Эмма была неузнаваема. Казалось, это другая женщина, вовсе не та, чьей фотографией на памятнике я любовался: наголо острижена, истощенная, испуганная. Я продолжал смотреть и не мог поверить, что это один и тот же человек, но это имя – Офелия…

В поисках помощи я взглянул на Просперо, наливавшего себе второй стакан воды.

– Я расскажу вам историю женщины, чье имя никогда не знал. Помните надписи мелом на памятнике? С именем… по-моему, Эмма… Это вы написали?

– Нет, – солгал я.

– Неважно, поскольку появилось хоть какое-то имя, если хотите, можем называть ее Эмма.

В ту минуту меня посетила неожиданная мысль: я ведь никогда не знал настоящего имени Эммы. Офелия никогда его не произносила, а я ни разу не спрашивал. Настолько ее личность упрочилась в моих мыслях, что никакая другая женщина ею быть не могла и любое другое имя было с ней несовместимо.

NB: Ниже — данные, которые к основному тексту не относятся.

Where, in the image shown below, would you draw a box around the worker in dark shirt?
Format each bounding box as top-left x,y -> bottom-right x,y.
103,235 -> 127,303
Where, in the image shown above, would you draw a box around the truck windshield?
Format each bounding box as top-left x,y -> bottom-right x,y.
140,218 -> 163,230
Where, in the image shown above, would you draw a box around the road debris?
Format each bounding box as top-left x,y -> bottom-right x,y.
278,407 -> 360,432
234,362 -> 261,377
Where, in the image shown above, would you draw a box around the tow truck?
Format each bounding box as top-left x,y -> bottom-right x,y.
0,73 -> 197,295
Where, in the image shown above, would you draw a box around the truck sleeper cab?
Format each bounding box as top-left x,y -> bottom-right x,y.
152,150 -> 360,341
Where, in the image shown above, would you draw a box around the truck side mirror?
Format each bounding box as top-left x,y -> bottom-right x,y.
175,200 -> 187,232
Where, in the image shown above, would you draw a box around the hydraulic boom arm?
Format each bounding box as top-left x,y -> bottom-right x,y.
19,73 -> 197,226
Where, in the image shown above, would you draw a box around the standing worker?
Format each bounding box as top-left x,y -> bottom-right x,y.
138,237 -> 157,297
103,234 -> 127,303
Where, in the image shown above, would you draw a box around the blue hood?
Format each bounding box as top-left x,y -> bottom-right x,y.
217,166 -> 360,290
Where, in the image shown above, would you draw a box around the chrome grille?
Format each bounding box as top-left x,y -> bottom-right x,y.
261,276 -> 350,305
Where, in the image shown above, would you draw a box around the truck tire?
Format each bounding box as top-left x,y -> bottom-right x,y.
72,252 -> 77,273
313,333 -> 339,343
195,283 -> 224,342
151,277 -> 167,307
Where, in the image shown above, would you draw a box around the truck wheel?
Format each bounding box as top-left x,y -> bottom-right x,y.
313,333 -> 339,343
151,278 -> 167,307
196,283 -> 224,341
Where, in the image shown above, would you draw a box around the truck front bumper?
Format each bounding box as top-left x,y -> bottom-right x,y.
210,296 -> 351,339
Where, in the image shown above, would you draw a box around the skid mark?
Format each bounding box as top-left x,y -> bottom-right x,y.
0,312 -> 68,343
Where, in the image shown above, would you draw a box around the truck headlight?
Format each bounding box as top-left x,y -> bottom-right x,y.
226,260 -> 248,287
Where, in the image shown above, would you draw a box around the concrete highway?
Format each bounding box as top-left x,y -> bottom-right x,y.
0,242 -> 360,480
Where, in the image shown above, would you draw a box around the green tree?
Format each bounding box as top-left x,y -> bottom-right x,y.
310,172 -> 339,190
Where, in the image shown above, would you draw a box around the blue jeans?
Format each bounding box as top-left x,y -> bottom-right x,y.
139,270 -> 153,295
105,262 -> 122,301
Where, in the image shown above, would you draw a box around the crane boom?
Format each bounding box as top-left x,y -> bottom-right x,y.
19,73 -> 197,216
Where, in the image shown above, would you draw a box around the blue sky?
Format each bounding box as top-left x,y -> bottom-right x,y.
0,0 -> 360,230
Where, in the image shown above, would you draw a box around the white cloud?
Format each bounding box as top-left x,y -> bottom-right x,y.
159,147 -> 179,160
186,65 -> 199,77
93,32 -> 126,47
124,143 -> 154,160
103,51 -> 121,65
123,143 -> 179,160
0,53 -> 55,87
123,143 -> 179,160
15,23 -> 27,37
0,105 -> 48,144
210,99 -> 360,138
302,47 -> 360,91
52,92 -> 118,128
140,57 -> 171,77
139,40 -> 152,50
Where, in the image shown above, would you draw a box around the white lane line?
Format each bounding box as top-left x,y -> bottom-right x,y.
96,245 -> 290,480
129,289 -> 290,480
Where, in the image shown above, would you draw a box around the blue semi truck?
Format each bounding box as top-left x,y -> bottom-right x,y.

– Моя жена, царствие ей небесное, работала медсестрой в психиатрической лечебнице в Маравакате. Однажды к ним пришла женщина. Одна, без сопровождающих лиц; моя жена занялась ее приемом. Она мне рассказывала, что та была как потерянная, в невменяемом состоянии, повторяла бессмысленные фразы и прижимала к себе куклу, которая на фотографии. Ее приняли в клинику, хотя никто не знал ни ее имени, ни фамилии, ни откуда она. Словно явилась из ниоткуда. С куклой ни на минуту не расставалась: ухаживала за ней, как за ребенком, причесывала, обнимала, убаюкивала и называла ее Офелия. В те годы… да и не только в те… жена моя не могла иметь детей, у нас их и нет, как вы знаете, и это материнское поведение больной ее околдовывало. Она привязалась к Эмме, пыталась ее разговорить, рассказать свою историю, но кроме этого имени женщина не произносила ни слова. Потом у нее начались эпилептические припадки, ей стали назначать лекарства. Однажды врачи попросили мою жену, единственную, кого она к себе подпускала, сделать ей укол нового препарата. У Эммы начался жесточайший приступ, поднялась температура, бесконечная рвота и бред: она прожила пять дней в этом аду и скончалась, прижимая к себе куклу, на руках моей жены, считавшей себя причастной к ее смерти. Никто так и не понял причину такой реакции на препарат, но факт, что она ввела его Эмме, оставался фактом. Она не могла успокоиться, поэтому, когда речь зашла о том, чтобы похоронить ее в общей могиле на кладбище сумасшедшего дома, жена сказала, что займется этим сама. Она мне сразу все рассказала, призналась, что чувствует за собой вину, что надо устроить достойные похороны, хотя бы в знак покаяния пред ней. Так мы и сделали. Взяли на себя все расходы, перевезли ее тело сюда, в Тимпамару, с ее неразлучной куклой. Ни имени, ни фамилии ее, ни даты рождения мы не знали, за исключением даты смерти, но какой смысл писать ее на памятнике? Среди нескольких вещей, которые были в ее маленькой сумочке, мы обнаружили ее фотографию в молодости. Это единственное, что мы поставили на памятник. Жена моя так и не избавилась от чувства вины, она притупляла его уходом за могилой.